Battle for TV Goes On (Picture from Flickr user Ed Brambley)

At times, it has seemed like the video content and device companies have taken bold steps to avoid that fate, and with some success.  The rampant piracy of the Napster era seems to have been pulled back and there are an increasingly good set of online services for video watching for consumers.  Still, this may not be enough to stop wrenching change.

So, if there's more and more good content available online, why is there still so much pressure driving change?  I think there are four reasons:

1. Devices:

The devices people use are in transition, and that transition is far from complete.   Traditional TV set-ups are based on over-the-air and cable transmission of channels which are live all the time and use of physical media.  In the new era, most content will be delivered on-demand over IP.  
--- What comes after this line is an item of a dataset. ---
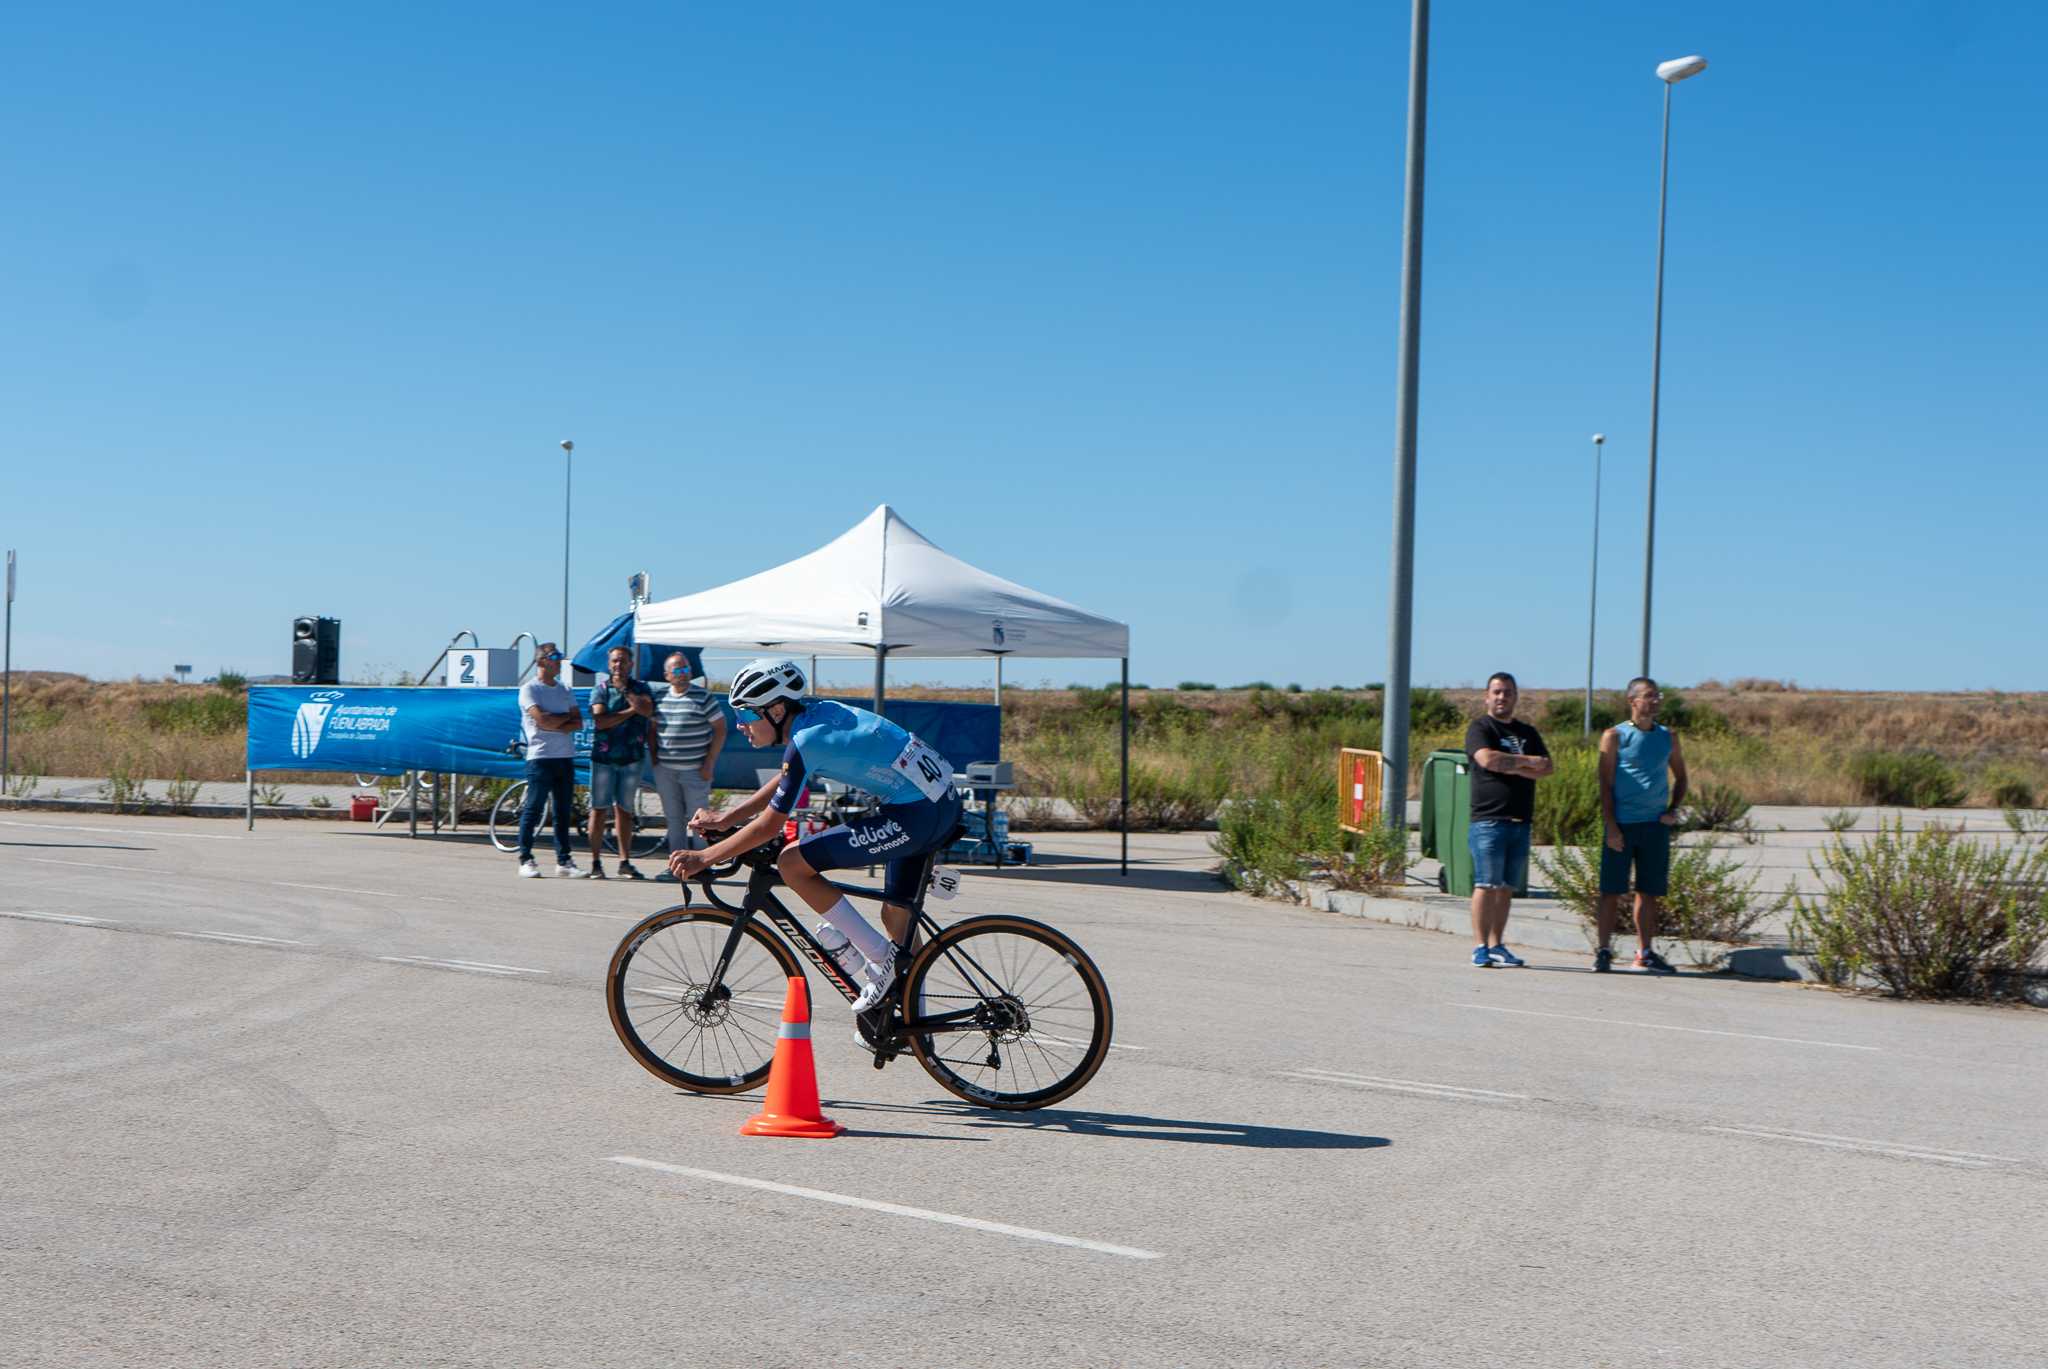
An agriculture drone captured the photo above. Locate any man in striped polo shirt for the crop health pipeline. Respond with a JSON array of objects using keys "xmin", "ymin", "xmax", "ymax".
[{"xmin": 650, "ymin": 652, "xmax": 726, "ymax": 871}]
A wave of new boxes - from cable providers to consumer electronics companies - at aggressively low prices is going to sweep the industry in the next 18-24 months.  At $99 or less, these boxes are within reach for almost any consumer.  Google TV won't debut there but it should get there quite quickly.

While these new set top boxes are surging into the market, the big hope of the CE companies - 3D - is fizzling.  New data shows that people who have seen 3D TV are actually less likely to want it.  Bad news for the big TV makers.  (Link)

2. Content

The availabilty of content online is getting better, but overall, it's not very good.  It's costly, inconvenient and limited.  If you are a top-tier cable subscriber, your access to content online is increasingly good, thanks to services like TVAnywhere.  If, however, you're a cheapskate or you live outside the US, your options are few.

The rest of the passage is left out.